No. 3: The Clippers are currently the best team in Los Angeles:

I never thought I would see the day, but sure as schnitzel, the Clippers are atop the Pacific West.
Granted, there’s plenty of time for that to change, but the combination of Chris Paul and Blake Griffin is proving to be deadlier than the Lakers’ Black Mamba. As a die-hard Bearcats basketball fan, however, I like to tell myself that Kenyon Martin’s words of encouragement from the sideline have been the real game changer. Regardless, the Clippers appear to be poised for their first playoff run since the 2005-06 season. This is happening in the same year that the Detroit Lions also went to the playoffs — a telltale sign of impending doom, according to most astronomers (likely Harvard grads). If the Pittsburgh Pirates are somehow in the NLCS this winter, I think we know it’s about time to stock up on essentials and head to the bunker.
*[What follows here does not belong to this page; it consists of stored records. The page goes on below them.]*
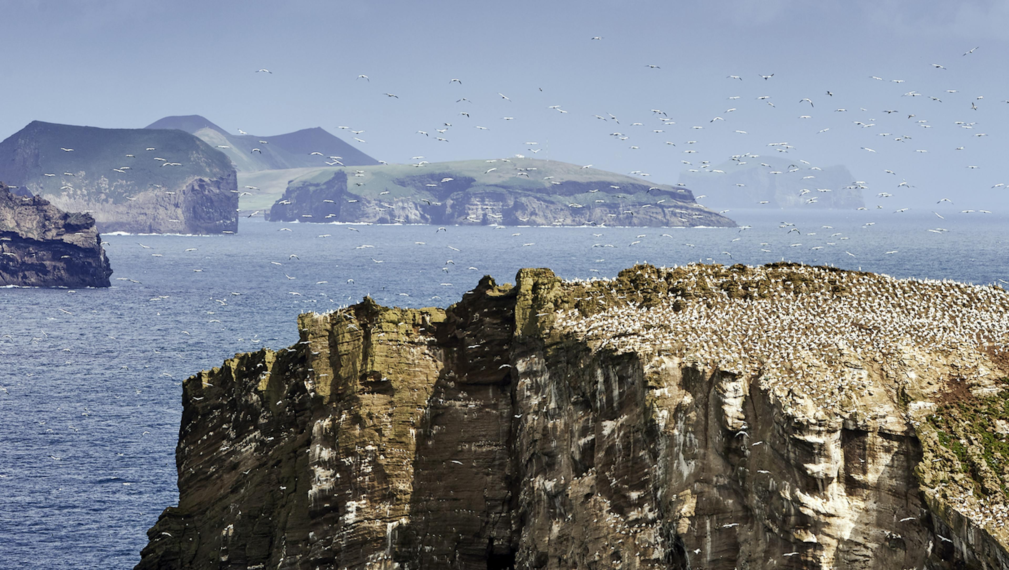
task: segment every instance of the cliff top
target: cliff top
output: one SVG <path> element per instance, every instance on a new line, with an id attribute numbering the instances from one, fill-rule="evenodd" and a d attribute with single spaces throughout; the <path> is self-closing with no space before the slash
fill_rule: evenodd
<path id="1" fill-rule="evenodd" d="M 124 204 L 233 172 L 227 156 L 180 130 L 32 121 L 0 142 L 0 178 L 33 194 Z"/>
<path id="2" fill-rule="evenodd" d="M 422 161 L 352 168 L 332 166 L 303 175 L 292 181 L 291 187 L 320 184 L 339 170 L 346 170 L 350 192 L 363 197 L 387 196 L 390 200 L 419 194 L 439 200 L 444 198 L 446 191 L 452 192 L 465 182 L 474 188 L 512 189 L 559 197 L 578 197 L 582 199 L 580 207 L 591 205 L 595 200 L 607 196 L 653 203 L 665 199 L 667 202 L 694 204 L 693 194 L 685 188 L 593 168 L 591 164 L 579 166 L 539 158 Z M 387 194 L 381 195 L 383 192 Z"/>
<path id="3" fill-rule="evenodd" d="M 1009 292 L 785 262 L 556 287 L 541 330 L 737 375 L 794 421 L 913 434 L 925 494 L 1009 540 Z"/>
<path id="4" fill-rule="evenodd" d="M 144 128 L 180 129 L 194 134 L 227 154 L 240 172 L 325 166 L 330 155 L 340 156 L 344 164 L 378 163 L 322 127 L 269 136 L 231 134 L 200 115 L 179 115 L 163 117 Z"/>
<path id="5" fill-rule="evenodd" d="M 718 371 L 795 422 L 916 437 L 926 494 L 1009 542 L 993 526 L 1009 521 L 1009 292 L 788 262 L 588 280 L 522 269 L 516 283 L 484 277 L 467 297 L 515 296 L 517 330 L 548 345 L 635 354 L 646 373 Z M 373 305 L 344 311 L 416 312 Z"/>
<path id="6" fill-rule="evenodd" d="M 89 214 L 64 212 L 37 196 L 17 196 L 0 182 L 0 233 L 36 241 L 61 240 L 81 247 L 94 245 L 98 232 Z"/>

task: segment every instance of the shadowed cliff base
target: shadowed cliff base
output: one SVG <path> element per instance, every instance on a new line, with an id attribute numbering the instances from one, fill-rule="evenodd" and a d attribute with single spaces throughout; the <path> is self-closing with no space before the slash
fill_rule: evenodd
<path id="1" fill-rule="evenodd" d="M 1007 317 L 790 263 L 304 314 L 184 383 L 137 568 L 1006 568 Z"/>
<path id="2" fill-rule="evenodd" d="M 111 274 L 94 218 L 0 182 L 0 286 L 109 287 Z"/>

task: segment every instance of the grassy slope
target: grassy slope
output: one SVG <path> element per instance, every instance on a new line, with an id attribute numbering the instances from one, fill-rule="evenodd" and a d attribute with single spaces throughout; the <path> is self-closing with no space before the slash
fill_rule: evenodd
<path id="1" fill-rule="evenodd" d="M 762 163 L 770 166 L 763 166 Z M 809 198 L 817 199 L 817 207 L 831 207 L 835 202 L 845 203 L 846 207 L 864 205 L 861 190 L 846 189 L 855 181 L 848 167 L 833 165 L 813 169 L 814 165 L 788 156 L 747 156 L 739 161 L 725 160 L 708 168 L 694 167 L 697 172 L 683 172 L 679 180 L 694 194 L 707 195 L 704 203 L 712 209 L 758 208 L 759 200 L 795 208 L 805 206 Z M 781 174 L 772 175 L 772 172 Z M 746 187 L 738 187 L 737 184 L 745 184 Z M 799 196 L 802 189 L 808 189 L 810 193 Z M 820 193 L 816 189 L 829 189 L 831 192 Z"/>
<path id="2" fill-rule="evenodd" d="M 227 156 L 180 130 L 102 129 L 34 121 L 0 142 L 0 165 L 9 167 L 9 157 L 18 145 L 37 153 L 37 164 L 22 170 L 22 180 L 17 181 L 31 192 L 116 204 L 154 185 L 180 188 L 196 177 L 217 178 L 232 169 Z M 165 162 L 182 165 L 162 166 Z M 113 170 L 122 166 L 129 168 Z M 62 188 L 67 186 L 72 189 Z"/>
<path id="3" fill-rule="evenodd" d="M 487 170 L 490 168 L 496 169 L 488 173 Z M 519 170 L 519 168 L 526 168 L 525 172 L 530 176 L 528 178 L 519 176 L 519 173 L 522 172 Z M 435 194 L 437 189 L 435 188 L 432 188 L 431 191 L 425 191 L 425 185 L 418 185 L 416 181 L 413 184 L 400 183 L 404 183 L 406 179 L 412 179 L 415 177 L 434 177 L 438 180 L 433 180 L 428 184 L 438 184 L 440 183 L 440 178 L 436 175 L 444 174 L 445 177 L 449 178 L 472 178 L 475 181 L 473 184 L 474 189 L 479 187 L 506 188 L 524 190 L 539 195 L 551 195 L 557 194 L 553 190 L 554 185 L 551 184 L 552 182 L 576 182 L 593 183 L 593 186 L 597 187 L 600 191 L 599 193 L 585 192 L 573 196 L 558 196 L 557 200 L 564 203 L 577 202 L 587 205 L 592 203 L 594 200 L 603 199 L 606 194 L 621 194 L 635 201 L 654 203 L 657 198 L 648 193 L 648 189 L 651 187 L 657 187 L 663 191 L 681 194 L 687 202 L 692 202 L 692 197 L 689 191 L 679 193 L 677 192 L 678 189 L 676 187 L 655 184 L 648 179 L 619 175 L 615 173 L 600 170 L 598 168 L 583 168 L 576 164 L 559 162 L 556 160 L 534 158 L 453 160 L 449 162 L 426 163 L 423 166 L 416 166 L 413 164 L 387 164 L 375 166 L 350 166 L 347 168 L 326 167 L 303 174 L 299 178 L 295 179 L 292 184 L 318 184 L 325 182 L 333 176 L 333 173 L 339 169 L 345 169 L 347 172 L 347 185 L 349 192 L 368 198 L 378 198 L 380 193 L 388 192 L 387 195 L 382 195 L 382 198 L 387 197 L 388 199 L 393 199 L 398 197 L 416 196 L 420 199 L 427 198 L 432 201 L 437 201 L 438 197 L 437 194 Z M 547 177 L 553 178 L 547 179 Z M 239 186 L 243 185 L 240 184 Z M 636 186 L 637 188 L 632 189 L 632 186 Z M 271 187 L 272 192 L 275 192 L 276 190 L 279 189 L 277 187 Z M 635 192 L 629 192 L 629 190 L 634 190 Z M 272 194 L 272 192 L 270 194 Z M 278 199 L 282 194 L 283 192 L 273 194 L 273 196 Z M 260 197 L 257 197 L 256 203 L 260 203 L 259 200 L 264 199 L 265 195 L 266 193 L 264 192 L 260 195 Z M 242 208 L 248 208 L 246 203 L 242 204 Z"/>

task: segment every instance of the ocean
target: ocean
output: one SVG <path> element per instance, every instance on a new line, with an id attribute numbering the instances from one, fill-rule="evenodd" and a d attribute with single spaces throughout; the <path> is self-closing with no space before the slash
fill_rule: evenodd
<path id="1" fill-rule="evenodd" d="M 638 262 L 782 259 L 1009 283 L 1005 217 L 731 212 L 747 228 L 284 224 L 106 235 L 103 290 L 0 289 L 0 567 L 132 568 L 178 500 L 184 378 L 298 339 L 299 313 L 370 296 L 446 307 L 521 267 L 611 277 Z M 801 216 L 801 217 L 800 217 Z M 1004 279 L 1004 280 L 1002 280 Z"/>

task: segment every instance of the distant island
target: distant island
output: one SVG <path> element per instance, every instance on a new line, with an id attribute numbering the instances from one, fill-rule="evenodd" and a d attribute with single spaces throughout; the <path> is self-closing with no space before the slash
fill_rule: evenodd
<path id="1" fill-rule="evenodd" d="M 144 128 L 179 129 L 196 135 L 231 158 L 239 173 L 378 163 L 321 127 L 270 136 L 231 134 L 200 115 L 176 115 Z"/>
<path id="2" fill-rule="evenodd" d="M 288 185 L 284 222 L 735 226 L 685 188 L 526 157 L 326 167 Z"/>
<path id="3" fill-rule="evenodd" d="M 235 168 L 181 130 L 32 121 L 0 142 L 0 179 L 103 232 L 213 234 L 238 229 Z"/>
<path id="4" fill-rule="evenodd" d="M 788 156 L 734 156 L 720 164 L 691 167 L 679 182 L 701 203 L 725 208 L 856 209 L 865 206 L 864 185 L 848 167 L 819 167 Z"/>
<path id="5" fill-rule="evenodd" d="M 109 287 L 111 274 L 94 218 L 0 182 L 0 286 Z"/>

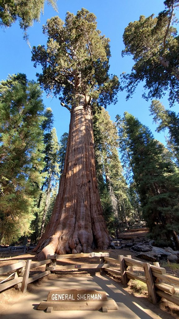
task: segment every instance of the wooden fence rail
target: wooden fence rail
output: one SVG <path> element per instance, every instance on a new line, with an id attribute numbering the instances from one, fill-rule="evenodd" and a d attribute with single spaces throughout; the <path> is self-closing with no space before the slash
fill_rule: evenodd
<path id="1" fill-rule="evenodd" d="M 7 278 L 0 283 L 0 292 L 8 288 L 15 287 L 20 288 L 23 293 L 26 290 L 27 285 L 39 278 L 53 272 L 56 271 L 70 269 L 99 269 L 102 274 L 105 272 L 115 276 L 119 276 L 122 284 L 126 285 L 131 279 L 140 280 L 146 284 L 149 299 L 156 304 L 158 299 L 163 298 L 179 306 L 179 297 L 175 295 L 175 289 L 170 285 L 174 284 L 179 287 L 179 278 L 166 274 L 165 269 L 160 266 L 158 263 L 151 265 L 131 258 L 130 256 L 119 256 L 118 260 L 109 257 L 109 253 L 91 253 L 89 254 L 77 254 L 65 255 L 55 254 L 49 255 L 45 260 L 32 262 L 31 260 L 23 261 L 9 266 L 0 268 L 0 275 L 12 272 Z M 99 257 L 99 262 L 95 263 L 81 263 L 62 266 L 56 264 L 57 260 L 64 258 L 91 258 Z M 115 269 L 111 268 L 111 265 L 115 265 Z M 37 267 L 45 265 L 45 270 L 40 273 L 31 274 L 30 271 Z M 133 267 L 137 266 L 143 271 L 143 275 L 135 272 Z M 14 278 L 4 282 L 14 275 Z"/>

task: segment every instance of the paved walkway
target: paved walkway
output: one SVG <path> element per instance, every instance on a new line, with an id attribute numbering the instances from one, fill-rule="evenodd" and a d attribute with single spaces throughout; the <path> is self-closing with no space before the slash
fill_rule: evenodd
<path id="1" fill-rule="evenodd" d="M 42 286 L 43 285 L 43 286 Z M 107 296 L 115 300 L 117 310 L 107 313 L 97 310 L 54 310 L 51 313 L 37 310 L 42 300 L 46 300 L 51 290 L 61 289 L 92 289 L 104 291 Z M 138 302 L 138 304 L 137 302 Z M 0 315 L 1 319 L 159 319 L 162 318 L 142 308 L 134 298 L 107 276 L 48 278 L 36 286 L 33 293 L 27 291 L 24 298 L 9 307 Z"/>

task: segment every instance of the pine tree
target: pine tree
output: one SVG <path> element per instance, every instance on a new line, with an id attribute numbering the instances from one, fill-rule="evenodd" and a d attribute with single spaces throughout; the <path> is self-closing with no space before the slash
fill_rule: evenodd
<path id="1" fill-rule="evenodd" d="M 140 196 L 144 218 L 157 244 L 179 241 L 178 172 L 163 145 L 155 140 L 149 129 L 126 112 L 126 142 Z"/>
<path id="2" fill-rule="evenodd" d="M 106 249 L 109 237 L 97 189 L 92 106 L 115 102 L 117 77 L 110 75 L 109 39 L 97 30 L 96 17 L 82 9 L 47 20 L 47 47 L 34 47 L 32 60 L 40 64 L 39 80 L 47 92 L 60 94 L 70 122 L 64 168 L 50 222 L 39 242 L 37 257 Z"/>
<path id="3" fill-rule="evenodd" d="M 48 0 L 56 10 L 56 0 Z M 39 22 L 43 12 L 45 0 L 0 0 L 0 26 L 10 26 L 18 20 L 24 32 L 24 37 L 28 39 L 27 29 L 35 21 Z"/>
<path id="4" fill-rule="evenodd" d="M 43 232 L 46 216 L 50 204 L 51 193 L 52 189 L 56 184 L 57 179 L 58 178 L 59 179 L 60 173 L 59 168 L 60 159 L 60 147 L 55 129 L 53 128 L 51 133 L 50 149 L 48 157 L 48 176 L 46 181 L 46 198 L 40 231 L 40 236 L 42 236 Z"/>
<path id="5" fill-rule="evenodd" d="M 131 210 L 119 158 L 117 131 L 115 123 L 103 108 L 94 115 L 93 125 L 100 194 L 107 225 L 109 219 L 111 231 L 112 229 L 114 231 L 114 224 L 118 224 L 120 219 L 128 226 L 127 217 Z"/>
<path id="6" fill-rule="evenodd" d="M 29 233 L 43 180 L 41 95 L 24 74 L 0 84 L 0 233 L 6 243 Z"/>
<path id="7" fill-rule="evenodd" d="M 179 114 L 170 110 L 166 110 L 163 105 L 157 100 L 154 100 L 150 110 L 153 116 L 154 122 L 158 126 L 156 130 L 159 132 L 169 131 L 169 137 L 166 137 L 169 149 L 173 153 L 173 157 L 176 160 L 179 166 Z"/>
<path id="8" fill-rule="evenodd" d="M 125 28 L 122 55 L 132 55 L 135 64 L 130 74 L 122 75 L 121 88 L 126 89 L 128 99 L 139 83 L 144 81 L 143 97 L 147 100 L 160 99 L 168 92 L 172 106 L 179 101 L 178 39 L 172 26 L 179 1 L 167 0 L 164 4 L 166 9 L 157 16 L 140 16 L 138 21 L 130 22 Z"/>

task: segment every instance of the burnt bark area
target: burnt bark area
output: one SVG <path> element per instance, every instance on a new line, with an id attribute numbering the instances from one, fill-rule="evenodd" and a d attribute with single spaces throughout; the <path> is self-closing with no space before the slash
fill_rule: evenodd
<path id="1" fill-rule="evenodd" d="M 52 215 L 34 251 L 47 255 L 107 249 L 110 237 L 96 179 L 92 112 L 84 99 L 72 108 L 64 168 Z"/>

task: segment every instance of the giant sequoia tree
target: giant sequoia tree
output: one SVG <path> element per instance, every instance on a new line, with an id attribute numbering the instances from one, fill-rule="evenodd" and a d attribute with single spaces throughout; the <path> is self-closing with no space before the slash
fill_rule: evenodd
<path id="1" fill-rule="evenodd" d="M 115 102 L 118 81 L 108 73 L 109 40 L 97 29 L 95 16 L 85 9 L 47 20 L 47 46 L 34 47 L 32 60 L 41 65 L 39 80 L 70 112 L 63 174 L 50 221 L 36 251 L 48 254 L 107 248 L 109 235 L 103 215 L 95 160 L 92 108 L 97 101 Z"/>
<path id="2" fill-rule="evenodd" d="M 141 15 L 130 22 L 123 34 L 122 53 L 133 56 L 135 64 L 130 74 L 124 73 L 122 88 L 131 97 L 139 83 L 145 82 L 143 97 L 160 99 L 168 91 L 171 105 L 179 101 L 178 37 L 172 26 L 178 0 L 166 0 L 166 10 L 155 17 Z"/>

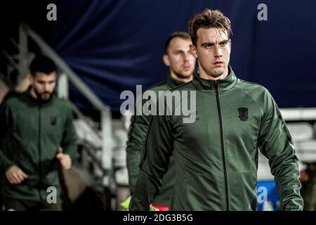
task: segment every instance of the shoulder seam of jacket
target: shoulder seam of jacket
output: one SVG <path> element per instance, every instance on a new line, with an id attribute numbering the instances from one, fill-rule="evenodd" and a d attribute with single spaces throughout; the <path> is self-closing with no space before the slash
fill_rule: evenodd
<path id="1" fill-rule="evenodd" d="M 240 80 L 240 79 L 239 79 Z M 244 81 L 242 81 L 242 80 L 240 80 L 242 82 L 246 82 L 246 83 L 249 83 L 249 84 L 256 84 L 256 85 L 258 85 L 258 86 L 261 86 L 261 87 L 263 87 L 263 86 L 261 86 L 261 85 L 260 85 L 260 84 L 256 84 L 256 83 L 251 83 L 251 82 L 244 82 Z M 239 87 L 238 87 L 238 86 L 237 86 L 236 85 L 235 85 L 235 87 L 237 88 L 237 89 L 239 89 L 240 91 L 242 91 L 242 93 L 244 93 L 244 94 L 246 94 L 246 95 L 247 95 L 248 96 L 249 96 L 252 100 L 254 100 L 254 101 L 256 103 L 256 104 L 260 108 L 260 109 L 261 110 L 261 112 L 263 114 L 264 113 L 264 110 L 263 110 L 263 108 L 262 108 L 262 107 L 260 105 L 260 104 L 257 102 L 257 101 L 256 101 L 256 99 L 254 99 L 251 95 L 249 95 L 248 93 L 246 93 L 246 91 L 244 91 L 243 89 L 242 89 L 241 88 L 239 88 Z"/>

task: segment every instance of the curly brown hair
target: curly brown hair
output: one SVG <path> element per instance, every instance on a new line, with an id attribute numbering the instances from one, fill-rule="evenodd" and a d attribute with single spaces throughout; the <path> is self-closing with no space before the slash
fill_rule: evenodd
<path id="1" fill-rule="evenodd" d="M 229 37 L 232 34 L 230 20 L 218 10 L 205 8 L 201 13 L 195 15 L 189 21 L 189 33 L 192 42 L 197 46 L 199 28 L 219 28 L 227 31 Z"/>

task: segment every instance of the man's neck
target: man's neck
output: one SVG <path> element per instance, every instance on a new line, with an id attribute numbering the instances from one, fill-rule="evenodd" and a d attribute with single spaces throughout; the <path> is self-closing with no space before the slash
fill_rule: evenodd
<path id="1" fill-rule="evenodd" d="M 171 77 L 172 79 L 174 79 L 176 80 L 178 80 L 178 81 L 183 82 L 183 83 L 189 82 L 193 79 L 193 74 L 191 75 L 191 76 L 190 76 L 188 77 L 182 77 L 177 76 L 172 71 L 170 71 L 170 76 Z"/>
<path id="2" fill-rule="evenodd" d="M 213 75 L 207 74 L 204 70 L 199 68 L 199 77 L 205 79 L 211 79 L 211 80 L 218 80 L 218 79 L 224 79 L 228 76 L 228 68 L 226 68 L 224 73 L 220 76 L 214 76 Z"/>
<path id="3" fill-rule="evenodd" d="M 33 98 L 37 99 L 37 94 L 35 93 L 35 91 L 34 90 L 33 88 L 32 88 L 31 90 L 29 91 L 29 94 L 31 94 L 31 96 L 32 96 Z"/>

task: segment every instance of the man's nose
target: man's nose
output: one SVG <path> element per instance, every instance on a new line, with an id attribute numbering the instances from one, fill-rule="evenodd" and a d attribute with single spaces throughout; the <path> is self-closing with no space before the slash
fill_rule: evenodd
<path id="1" fill-rule="evenodd" d="M 45 85 L 44 85 L 44 90 L 45 90 L 45 91 L 49 90 L 49 84 L 45 84 Z"/>
<path id="2" fill-rule="evenodd" d="M 190 55 L 189 53 L 185 53 L 185 54 L 184 54 L 183 59 L 184 59 L 184 60 L 185 60 L 185 62 L 189 61 L 190 56 Z"/>

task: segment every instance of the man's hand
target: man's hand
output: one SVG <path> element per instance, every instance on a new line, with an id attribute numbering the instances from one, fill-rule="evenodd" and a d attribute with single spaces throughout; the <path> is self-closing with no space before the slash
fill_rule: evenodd
<path id="1" fill-rule="evenodd" d="M 6 176 L 11 184 L 21 184 L 27 179 L 27 175 L 17 166 L 13 165 L 6 171 Z"/>
<path id="2" fill-rule="evenodd" d="M 72 159 L 70 155 L 60 153 L 56 155 L 56 158 L 59 160 L 59 162 L 60 162 L 62 168 L 65 169 L 70 169 L 72 167 Z"/>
No. 4: What’s considered a sport these days

This one’s a big one. Lets just set the record straight right off the bat: There are five major sports, which include basketball, football, baseball (for the time being), hockey and European soccer — or “real” football if you want to be an ass about it. Those five sports should be the only things covered on ESPN, because last time I checked, ESPN stood for Entertainment and Sports Programming Network, not Every Show on is Pathetic Nonsense. It seems like half the time I turn on ESPN, or one of its numerous stations, they’re showing something completely boring and irrelevant like bowling, darts or Skip Bayless. I pay for those stations, and I expect to see some real sports programming, not a hobby that I can watch the local drunkards compete in at the corner pub. Enough with airing the National Spelling Bee — I don’t need to be reminded that there are kids half my age who can spell words I can’t even pronounce — and enough with showing the Little League World Series. Do I even need to make a Jerry Sandusky joke here? Admittedly, SportsCenter is still pretty solid, but think about it — if they’re already showing bowling, darts and Colin Cowherd, what’s next? There was an article on Yahoo recently about some group trying to get Quidditch sanctioned as an official NCAA sport. The fact that this was a front-page story is scary. The fact there are already leagues and a World Cup event is downright frightening. The day ESPN starts covering those games will be the day I give up on sports, and the world, for good.

Boston fans

I don’t how what the Mayans, Nostradamus or the various religions around the world specifically said would be the cause of our ultimate destruction, but I think it’s a safe bet that Boston fans are going to play a part in it. The Patriots have already stirred the embers of hate with their second loss to the Giants in a Superbowl, and if the Red Sox fail to make the playoffs for a second-straight year, or if Mark Wahlberg comes out of the closet, the Boston faithful will have just the right amount of anger to show Vancouver how a real city riots.